I believe that you are right. The evidence that "prince" and "winner" are nouns, not adjectives is that "prince" is preceded by the article "a" and "winner" is preceded by the article "the".

I'm working my way through Rex Barks. I wonder if I am misunderstanding something, or if there are errors (or typos) in the answers at the back of the book. In exercise 3-12, for example, we are diagramming sentences with Intransitive Linking verbs, along with their Complements, either Predicate Adjective, or Predicate Noun. In sentences 7, 8, and 10, I believe the Complements are all Predicate Nouns, but the answer key labels them all Predicate Adjectives. Here are the sentences:

7. That old man has remained our club's president for years.
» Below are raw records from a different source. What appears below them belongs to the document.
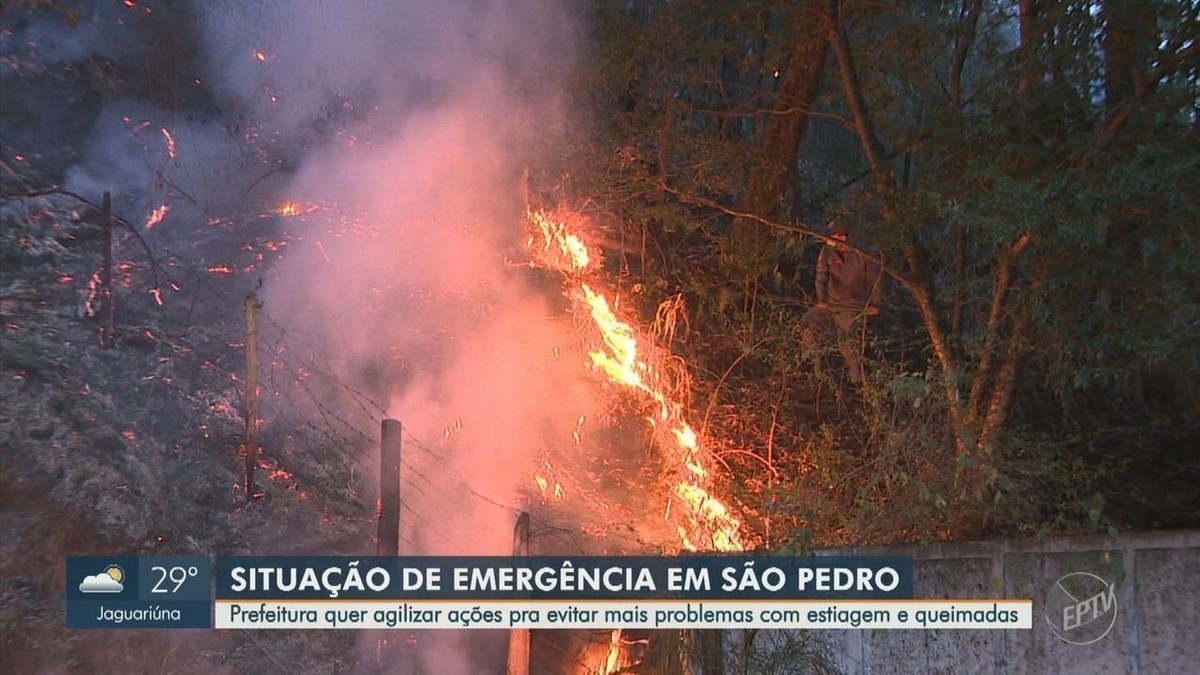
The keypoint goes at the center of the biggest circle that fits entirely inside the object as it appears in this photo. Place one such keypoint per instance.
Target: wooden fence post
(107, 308)
(251, 443)
(389, 489)
(519, 638)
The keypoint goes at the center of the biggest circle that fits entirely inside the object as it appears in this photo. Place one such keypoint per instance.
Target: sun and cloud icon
(107, 581)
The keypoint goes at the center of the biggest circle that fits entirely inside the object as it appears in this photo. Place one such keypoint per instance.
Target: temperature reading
(167, 575)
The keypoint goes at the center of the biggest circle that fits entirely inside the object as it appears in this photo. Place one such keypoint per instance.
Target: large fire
(633, 360)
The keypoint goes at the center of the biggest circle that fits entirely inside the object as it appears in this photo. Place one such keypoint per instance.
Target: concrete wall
(1157, 626)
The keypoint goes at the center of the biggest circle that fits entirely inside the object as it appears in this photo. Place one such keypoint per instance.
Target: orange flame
(623, 359)
(155, 216)
(171, 143)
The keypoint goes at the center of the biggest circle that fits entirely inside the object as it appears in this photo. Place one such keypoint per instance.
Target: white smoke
(418, 118)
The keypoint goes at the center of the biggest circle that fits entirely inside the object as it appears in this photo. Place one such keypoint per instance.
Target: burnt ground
(133, 447)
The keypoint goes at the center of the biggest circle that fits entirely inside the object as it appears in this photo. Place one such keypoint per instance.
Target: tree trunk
(771, 178)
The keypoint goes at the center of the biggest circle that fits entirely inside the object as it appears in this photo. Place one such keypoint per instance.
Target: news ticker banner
(508, 592)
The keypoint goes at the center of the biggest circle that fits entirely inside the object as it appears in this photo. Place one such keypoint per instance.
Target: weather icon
(107, 581)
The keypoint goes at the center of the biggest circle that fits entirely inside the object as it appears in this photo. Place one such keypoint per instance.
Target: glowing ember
(155, 216)
(291, 209)
(288, 209)
(171, 143)
(610, 664)
(623, 358)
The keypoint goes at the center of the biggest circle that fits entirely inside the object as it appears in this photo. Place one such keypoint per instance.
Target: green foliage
(1101, 311)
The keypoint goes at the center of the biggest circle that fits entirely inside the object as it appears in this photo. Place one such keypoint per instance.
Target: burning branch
(630, 359)
(155, 268)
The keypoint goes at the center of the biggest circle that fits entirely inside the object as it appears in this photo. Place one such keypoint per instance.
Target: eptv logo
(1081, 608)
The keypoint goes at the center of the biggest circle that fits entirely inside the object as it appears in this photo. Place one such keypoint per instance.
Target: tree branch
(155, 268)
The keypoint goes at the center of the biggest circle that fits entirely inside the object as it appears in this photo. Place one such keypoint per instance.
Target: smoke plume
(412, 123)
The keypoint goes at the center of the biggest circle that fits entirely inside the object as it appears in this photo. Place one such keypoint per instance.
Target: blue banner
(139, 592)
(564, 578)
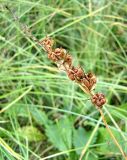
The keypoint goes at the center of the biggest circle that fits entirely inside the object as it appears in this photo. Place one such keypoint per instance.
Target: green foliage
(60, 134)
(109, 147)
(44, 113)
(31, 133)
(80, 138)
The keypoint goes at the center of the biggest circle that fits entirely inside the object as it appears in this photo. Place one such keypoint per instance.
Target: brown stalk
(63, 60)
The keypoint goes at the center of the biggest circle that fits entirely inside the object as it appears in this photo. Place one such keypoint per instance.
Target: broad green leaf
(31, 133)
(39, 116)
(60, 134)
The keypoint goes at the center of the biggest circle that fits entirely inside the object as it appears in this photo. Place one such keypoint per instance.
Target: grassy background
(43, 114)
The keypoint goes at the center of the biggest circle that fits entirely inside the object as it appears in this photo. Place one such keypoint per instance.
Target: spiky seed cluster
(86, 80)
(98, 99)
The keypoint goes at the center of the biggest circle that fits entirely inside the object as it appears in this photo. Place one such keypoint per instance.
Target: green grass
(43, 114)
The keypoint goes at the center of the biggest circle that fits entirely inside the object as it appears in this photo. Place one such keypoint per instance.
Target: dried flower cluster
(64, 61)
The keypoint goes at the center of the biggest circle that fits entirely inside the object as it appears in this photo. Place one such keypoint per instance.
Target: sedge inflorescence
(64, 61)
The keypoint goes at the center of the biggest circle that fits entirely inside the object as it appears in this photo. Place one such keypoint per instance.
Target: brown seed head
(60, 52)
(52, 57)
(47, 44)
(98, 99)
(68, 60)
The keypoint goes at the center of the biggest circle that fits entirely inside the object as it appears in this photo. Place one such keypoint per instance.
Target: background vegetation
(43, 114)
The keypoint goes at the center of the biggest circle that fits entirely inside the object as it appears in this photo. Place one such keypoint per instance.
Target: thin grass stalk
(73, 73)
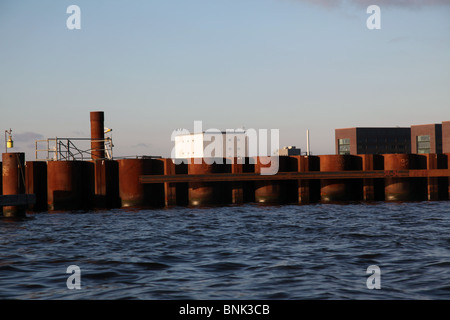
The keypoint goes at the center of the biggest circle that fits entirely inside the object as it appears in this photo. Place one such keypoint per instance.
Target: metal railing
(60, 149)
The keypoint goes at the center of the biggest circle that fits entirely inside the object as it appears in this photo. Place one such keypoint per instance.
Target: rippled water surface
(244, 252)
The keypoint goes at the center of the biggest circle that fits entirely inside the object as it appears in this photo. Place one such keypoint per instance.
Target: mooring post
(237, 189)
(13, 181)
(170, 191)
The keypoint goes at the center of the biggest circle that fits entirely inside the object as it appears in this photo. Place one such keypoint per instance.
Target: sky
(158, 65)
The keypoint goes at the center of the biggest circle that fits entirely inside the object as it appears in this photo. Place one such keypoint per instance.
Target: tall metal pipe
(97, 135)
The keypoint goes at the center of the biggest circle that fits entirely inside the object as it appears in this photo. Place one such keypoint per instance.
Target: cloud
(366, 3)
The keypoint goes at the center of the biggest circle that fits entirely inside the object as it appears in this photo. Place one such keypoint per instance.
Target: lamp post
(8, 142)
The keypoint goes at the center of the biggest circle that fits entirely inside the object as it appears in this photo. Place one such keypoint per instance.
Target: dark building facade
(426, 138)
(373, 140)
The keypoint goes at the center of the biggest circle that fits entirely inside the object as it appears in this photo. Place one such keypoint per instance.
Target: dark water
(245, 252)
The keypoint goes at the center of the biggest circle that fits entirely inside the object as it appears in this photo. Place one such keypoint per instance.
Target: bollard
(132, 192)
(36, 183)
(106, 184)
(97, 135)
(397, 189)
(333, 189)
(270, 192)
(206, 193)
(70, 185)
(13, 181)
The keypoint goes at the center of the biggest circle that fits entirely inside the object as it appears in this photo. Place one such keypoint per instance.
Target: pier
(71, 181)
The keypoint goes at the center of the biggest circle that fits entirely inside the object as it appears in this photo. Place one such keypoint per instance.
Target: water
(238, 252)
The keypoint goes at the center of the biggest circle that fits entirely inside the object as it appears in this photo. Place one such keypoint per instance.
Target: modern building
(426, 138)
(360, 140)
(289, 151)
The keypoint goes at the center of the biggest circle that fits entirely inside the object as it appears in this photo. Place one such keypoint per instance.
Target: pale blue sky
(155, 66)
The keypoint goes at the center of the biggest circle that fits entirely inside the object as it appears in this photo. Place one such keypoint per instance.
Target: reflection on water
(237, 252)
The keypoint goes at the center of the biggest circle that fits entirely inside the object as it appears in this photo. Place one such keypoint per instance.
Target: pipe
(97, 135)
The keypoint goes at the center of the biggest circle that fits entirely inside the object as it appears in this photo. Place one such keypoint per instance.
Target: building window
(344, 146)
(423, 144)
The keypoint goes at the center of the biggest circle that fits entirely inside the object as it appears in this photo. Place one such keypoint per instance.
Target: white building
(211, 144)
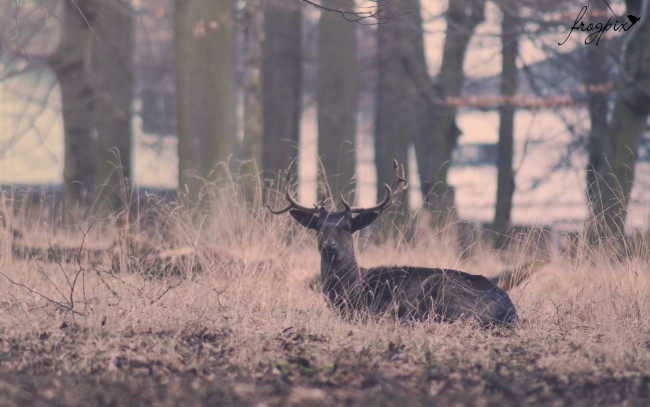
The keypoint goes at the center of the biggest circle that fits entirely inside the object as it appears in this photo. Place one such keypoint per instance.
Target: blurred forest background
(496, 122)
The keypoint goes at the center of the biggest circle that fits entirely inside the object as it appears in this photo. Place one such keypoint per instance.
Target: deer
(404, 292)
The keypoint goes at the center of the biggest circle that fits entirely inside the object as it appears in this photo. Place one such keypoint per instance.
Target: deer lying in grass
(405, 291)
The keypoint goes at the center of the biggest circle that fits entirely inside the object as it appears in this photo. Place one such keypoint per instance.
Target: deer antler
(293, 204)
(392, 193)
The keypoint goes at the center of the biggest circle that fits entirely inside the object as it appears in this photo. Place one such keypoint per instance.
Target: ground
(231, 314)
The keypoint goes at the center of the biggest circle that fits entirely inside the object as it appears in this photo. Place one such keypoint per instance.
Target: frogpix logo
(597, 30)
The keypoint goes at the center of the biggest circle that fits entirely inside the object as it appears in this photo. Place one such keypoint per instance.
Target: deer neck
(339, 273)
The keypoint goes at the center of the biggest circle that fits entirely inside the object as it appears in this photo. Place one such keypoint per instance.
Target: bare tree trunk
(253, 117)
(281, 82)
(114, 78)
(612, 181)
(253, 125)
(205, 89)
(435, 145)
(71, 64)
(509, 83)
(337, 101)
(395, 105)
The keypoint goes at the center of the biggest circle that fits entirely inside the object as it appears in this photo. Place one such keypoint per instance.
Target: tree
(509, 82)
(395, 103)
(435, 144)
(281, 84)
(114, 79)
(71, 64)
(614, 146)
(205, 88)
(337, 97)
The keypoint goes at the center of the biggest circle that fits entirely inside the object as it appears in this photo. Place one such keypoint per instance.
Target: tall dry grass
(253, 286)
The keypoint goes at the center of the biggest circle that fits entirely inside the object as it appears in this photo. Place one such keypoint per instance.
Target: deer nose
(330, 245)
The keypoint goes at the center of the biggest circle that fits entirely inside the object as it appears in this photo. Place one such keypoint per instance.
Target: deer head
(335, 228)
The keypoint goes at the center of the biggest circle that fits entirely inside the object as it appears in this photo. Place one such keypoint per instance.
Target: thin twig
(45, 297)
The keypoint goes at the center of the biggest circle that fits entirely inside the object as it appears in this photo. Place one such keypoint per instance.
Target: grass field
(184, 311)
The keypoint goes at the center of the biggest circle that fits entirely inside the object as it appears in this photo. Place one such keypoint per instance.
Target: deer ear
(361, 221)
(307, 219)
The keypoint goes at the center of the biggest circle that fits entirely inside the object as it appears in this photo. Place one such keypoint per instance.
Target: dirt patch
(301, 368)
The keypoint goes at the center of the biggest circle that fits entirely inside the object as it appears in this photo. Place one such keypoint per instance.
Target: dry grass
(244, 327)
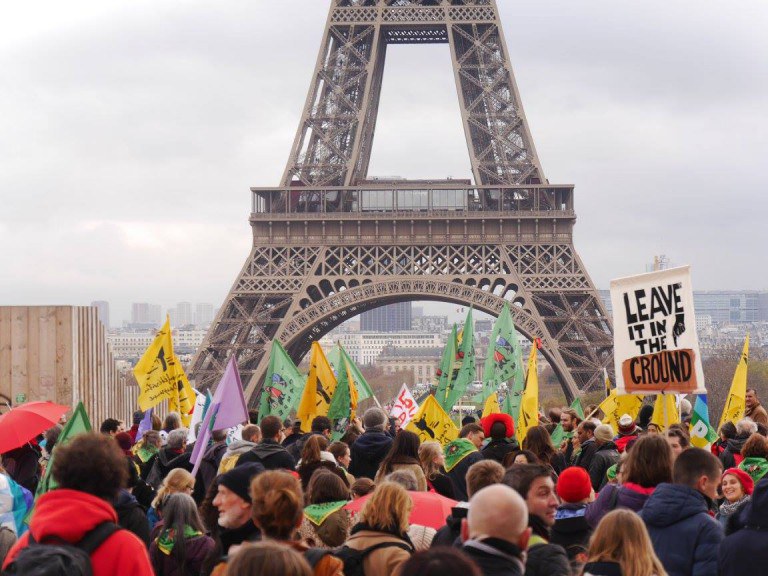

I believe "presdent" is a Predicate Noun, but the answer key says Predicate Adjective.

8. In Nellie's eyes, Harry is a prince.

I say "prince" is a PN, the answer key says PA.

10. Should he always be the winner of every race?

I think "winner" is a PN, the key says PA.

So is the answer key wrong, or am I misunderstanding something?

My first thought was that that they are substantive adjectives. That is to say adjectives used as nouns, as in "the cowardly", which is actually an adjective where the noun is an implied man, people or whatever it may be. This, doesn't seem to be the case, so I would say that there is simply an error in the answer key.